Opened 8 years ago

Closed 8 years ago

Last modified 7 years ago

#4697 closed defect (fixed)

Assertion connection_state_is_connecting(conn) failed; aborting

Reported by: keb Owned by:
Priority: Very High Milestone: Tor: 0.2.3.x-final
Component: Core Tor/Tor Version: Tor: 0.2.3.9-alpha
Severity: Keywords: bufferevents tor-relay
Cc: asn, nickm, Sebastian, troll_un, ln5 Actual Points:
Parent ID: Points:
Reviewer: Sponsor:

Description

after only 1 hours my relay crashed:

Dec 10 20:27:59.000 [notice] Tor 0.2.3.9-alpha (git-e44205ee6c3816b8) opening new log file.
Dec 10 20:27:59.000 [notice] Generating fresh dynamic DH modulus.
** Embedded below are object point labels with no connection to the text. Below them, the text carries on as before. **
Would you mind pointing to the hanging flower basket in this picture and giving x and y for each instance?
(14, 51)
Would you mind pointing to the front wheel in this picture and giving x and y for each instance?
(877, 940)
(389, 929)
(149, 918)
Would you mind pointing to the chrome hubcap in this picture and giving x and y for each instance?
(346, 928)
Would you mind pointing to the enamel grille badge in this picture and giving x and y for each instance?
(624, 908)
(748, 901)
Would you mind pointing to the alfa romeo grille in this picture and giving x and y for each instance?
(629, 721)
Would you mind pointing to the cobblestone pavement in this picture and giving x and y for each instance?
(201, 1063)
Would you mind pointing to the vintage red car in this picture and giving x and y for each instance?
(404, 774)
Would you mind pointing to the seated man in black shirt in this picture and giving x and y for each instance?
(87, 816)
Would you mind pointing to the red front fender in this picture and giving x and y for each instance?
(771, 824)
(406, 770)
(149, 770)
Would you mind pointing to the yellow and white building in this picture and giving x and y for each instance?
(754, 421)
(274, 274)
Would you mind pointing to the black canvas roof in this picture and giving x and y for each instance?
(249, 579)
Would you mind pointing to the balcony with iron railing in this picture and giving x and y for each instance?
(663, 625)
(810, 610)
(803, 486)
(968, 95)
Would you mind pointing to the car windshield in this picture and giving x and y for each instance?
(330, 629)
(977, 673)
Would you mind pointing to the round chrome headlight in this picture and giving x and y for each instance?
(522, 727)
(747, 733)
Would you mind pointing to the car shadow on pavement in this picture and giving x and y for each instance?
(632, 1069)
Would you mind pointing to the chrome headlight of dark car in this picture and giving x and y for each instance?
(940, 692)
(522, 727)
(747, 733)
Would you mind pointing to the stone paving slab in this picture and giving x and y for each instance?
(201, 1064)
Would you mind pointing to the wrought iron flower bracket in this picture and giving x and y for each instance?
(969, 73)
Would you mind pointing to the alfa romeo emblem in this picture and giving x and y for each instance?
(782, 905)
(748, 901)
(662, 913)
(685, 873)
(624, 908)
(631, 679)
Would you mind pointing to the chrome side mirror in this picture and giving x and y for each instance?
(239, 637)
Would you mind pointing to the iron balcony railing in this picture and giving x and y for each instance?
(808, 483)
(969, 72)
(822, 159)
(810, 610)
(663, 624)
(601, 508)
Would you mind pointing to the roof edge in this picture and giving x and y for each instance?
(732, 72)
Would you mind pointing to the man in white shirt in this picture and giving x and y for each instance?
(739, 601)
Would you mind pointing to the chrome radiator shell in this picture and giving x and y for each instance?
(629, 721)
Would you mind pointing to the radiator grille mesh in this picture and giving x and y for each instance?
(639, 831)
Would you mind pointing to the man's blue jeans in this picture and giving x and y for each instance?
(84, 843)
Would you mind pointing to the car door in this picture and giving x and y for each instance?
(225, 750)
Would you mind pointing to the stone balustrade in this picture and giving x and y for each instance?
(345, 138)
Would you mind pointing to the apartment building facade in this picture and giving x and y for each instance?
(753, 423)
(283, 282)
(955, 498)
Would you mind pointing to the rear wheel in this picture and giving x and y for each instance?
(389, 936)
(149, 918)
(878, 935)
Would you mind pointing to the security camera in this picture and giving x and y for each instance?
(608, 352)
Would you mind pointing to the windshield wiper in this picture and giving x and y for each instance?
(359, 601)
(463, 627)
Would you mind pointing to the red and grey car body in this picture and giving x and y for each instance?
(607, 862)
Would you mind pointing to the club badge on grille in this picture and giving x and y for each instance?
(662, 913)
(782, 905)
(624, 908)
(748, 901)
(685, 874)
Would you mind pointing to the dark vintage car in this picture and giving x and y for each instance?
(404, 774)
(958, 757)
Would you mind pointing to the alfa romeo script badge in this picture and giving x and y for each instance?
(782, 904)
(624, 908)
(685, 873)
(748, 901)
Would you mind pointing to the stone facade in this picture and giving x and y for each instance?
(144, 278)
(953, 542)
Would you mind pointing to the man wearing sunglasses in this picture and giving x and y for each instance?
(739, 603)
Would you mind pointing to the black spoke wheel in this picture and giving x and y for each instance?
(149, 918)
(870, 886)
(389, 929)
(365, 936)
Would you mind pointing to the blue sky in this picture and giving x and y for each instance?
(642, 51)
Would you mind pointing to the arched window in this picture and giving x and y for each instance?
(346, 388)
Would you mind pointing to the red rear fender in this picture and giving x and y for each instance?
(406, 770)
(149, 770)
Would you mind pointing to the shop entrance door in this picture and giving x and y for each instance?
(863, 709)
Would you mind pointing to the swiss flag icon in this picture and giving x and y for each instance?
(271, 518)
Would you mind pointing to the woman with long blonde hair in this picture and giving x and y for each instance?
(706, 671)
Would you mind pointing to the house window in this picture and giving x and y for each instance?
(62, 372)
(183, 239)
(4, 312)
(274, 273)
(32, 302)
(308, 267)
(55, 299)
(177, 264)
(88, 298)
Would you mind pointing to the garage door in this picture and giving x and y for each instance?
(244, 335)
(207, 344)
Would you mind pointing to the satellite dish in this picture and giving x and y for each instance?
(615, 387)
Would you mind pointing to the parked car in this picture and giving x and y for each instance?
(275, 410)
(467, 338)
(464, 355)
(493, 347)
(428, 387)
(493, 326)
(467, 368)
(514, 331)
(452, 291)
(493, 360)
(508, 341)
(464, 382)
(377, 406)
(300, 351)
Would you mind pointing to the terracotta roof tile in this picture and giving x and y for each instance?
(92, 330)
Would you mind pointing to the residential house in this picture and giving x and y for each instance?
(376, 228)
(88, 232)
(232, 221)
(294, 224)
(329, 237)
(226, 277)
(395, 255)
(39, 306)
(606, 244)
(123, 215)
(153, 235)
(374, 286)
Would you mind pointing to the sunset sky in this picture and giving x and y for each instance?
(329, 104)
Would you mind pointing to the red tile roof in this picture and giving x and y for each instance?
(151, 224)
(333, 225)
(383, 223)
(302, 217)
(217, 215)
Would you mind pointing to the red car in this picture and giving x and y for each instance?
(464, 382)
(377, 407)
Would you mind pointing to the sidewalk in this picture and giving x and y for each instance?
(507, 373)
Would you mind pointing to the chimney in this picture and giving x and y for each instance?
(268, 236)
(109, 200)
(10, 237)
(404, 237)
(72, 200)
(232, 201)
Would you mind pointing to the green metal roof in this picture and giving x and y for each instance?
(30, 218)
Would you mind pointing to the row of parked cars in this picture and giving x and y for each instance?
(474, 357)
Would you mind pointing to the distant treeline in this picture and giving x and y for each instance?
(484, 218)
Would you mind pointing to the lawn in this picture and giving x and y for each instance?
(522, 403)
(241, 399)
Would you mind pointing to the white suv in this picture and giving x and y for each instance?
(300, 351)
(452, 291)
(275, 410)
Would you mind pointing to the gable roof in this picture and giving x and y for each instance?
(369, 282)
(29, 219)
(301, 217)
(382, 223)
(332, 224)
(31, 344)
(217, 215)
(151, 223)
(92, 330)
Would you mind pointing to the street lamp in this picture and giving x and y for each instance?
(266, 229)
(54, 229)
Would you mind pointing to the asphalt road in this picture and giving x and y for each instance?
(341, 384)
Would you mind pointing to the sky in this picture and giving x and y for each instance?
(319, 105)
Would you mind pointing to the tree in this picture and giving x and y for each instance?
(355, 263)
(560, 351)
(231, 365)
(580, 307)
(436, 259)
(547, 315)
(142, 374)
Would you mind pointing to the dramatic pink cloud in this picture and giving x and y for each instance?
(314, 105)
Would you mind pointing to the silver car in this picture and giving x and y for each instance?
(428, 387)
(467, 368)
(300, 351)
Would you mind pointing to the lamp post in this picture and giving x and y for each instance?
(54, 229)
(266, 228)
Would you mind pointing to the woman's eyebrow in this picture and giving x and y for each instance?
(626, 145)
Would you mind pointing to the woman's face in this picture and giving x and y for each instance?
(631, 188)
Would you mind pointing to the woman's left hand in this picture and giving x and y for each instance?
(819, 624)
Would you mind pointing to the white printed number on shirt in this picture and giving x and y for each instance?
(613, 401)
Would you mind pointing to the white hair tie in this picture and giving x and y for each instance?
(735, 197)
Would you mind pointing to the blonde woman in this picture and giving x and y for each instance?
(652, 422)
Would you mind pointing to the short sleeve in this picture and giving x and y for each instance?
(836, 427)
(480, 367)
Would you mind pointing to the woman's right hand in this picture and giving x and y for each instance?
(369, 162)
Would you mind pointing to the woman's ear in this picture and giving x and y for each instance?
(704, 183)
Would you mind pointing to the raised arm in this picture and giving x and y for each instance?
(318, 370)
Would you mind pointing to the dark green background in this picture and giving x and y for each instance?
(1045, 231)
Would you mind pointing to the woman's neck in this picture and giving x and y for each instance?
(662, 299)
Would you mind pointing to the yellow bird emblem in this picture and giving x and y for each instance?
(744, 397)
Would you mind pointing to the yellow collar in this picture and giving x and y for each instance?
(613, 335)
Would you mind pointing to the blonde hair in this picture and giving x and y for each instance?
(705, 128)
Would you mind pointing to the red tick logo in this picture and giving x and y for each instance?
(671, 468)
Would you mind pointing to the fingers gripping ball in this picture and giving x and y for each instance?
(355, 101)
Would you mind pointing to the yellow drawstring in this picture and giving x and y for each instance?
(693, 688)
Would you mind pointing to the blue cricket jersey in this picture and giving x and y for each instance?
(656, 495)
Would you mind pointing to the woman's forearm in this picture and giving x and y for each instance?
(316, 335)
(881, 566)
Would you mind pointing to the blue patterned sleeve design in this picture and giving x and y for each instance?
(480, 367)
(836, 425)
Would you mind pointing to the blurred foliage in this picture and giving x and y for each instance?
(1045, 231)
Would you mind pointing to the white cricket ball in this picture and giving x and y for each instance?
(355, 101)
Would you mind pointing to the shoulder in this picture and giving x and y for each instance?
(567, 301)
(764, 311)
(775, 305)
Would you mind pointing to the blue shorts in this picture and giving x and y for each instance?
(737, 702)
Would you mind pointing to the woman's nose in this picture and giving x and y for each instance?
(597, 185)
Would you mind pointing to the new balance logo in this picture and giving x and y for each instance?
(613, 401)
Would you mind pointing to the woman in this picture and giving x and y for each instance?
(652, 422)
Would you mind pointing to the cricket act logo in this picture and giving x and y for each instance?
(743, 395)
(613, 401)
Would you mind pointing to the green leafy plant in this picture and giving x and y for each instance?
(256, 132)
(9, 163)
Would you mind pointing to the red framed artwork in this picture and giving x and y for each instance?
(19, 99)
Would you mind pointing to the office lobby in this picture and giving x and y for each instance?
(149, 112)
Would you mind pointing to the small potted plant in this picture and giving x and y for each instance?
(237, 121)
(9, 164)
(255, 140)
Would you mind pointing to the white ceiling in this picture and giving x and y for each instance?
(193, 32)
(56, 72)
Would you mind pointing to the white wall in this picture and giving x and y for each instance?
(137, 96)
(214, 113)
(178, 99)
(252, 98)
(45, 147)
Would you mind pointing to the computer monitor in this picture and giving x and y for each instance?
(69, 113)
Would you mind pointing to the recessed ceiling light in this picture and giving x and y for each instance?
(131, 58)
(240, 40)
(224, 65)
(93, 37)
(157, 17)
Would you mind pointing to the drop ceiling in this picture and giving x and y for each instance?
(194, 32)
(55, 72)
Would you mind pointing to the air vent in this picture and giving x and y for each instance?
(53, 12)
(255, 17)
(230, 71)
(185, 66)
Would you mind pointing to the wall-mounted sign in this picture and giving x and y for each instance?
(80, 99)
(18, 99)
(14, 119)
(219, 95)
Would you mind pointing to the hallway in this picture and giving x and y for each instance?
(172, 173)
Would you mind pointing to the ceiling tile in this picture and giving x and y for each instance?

This might take a while...
Dec 10 20:28:00.000 [notice] Parsing GEOIP file /usr/local/share/tor/geoip.
Dec 10 20:28:00.000 [notice] Configured to measure statistics. Look for the *-stats files that will first be written to the data directory in 24 hours from now.
Dec 10 20:28:00.000 [notice] No AES engine found; using AES_* functions.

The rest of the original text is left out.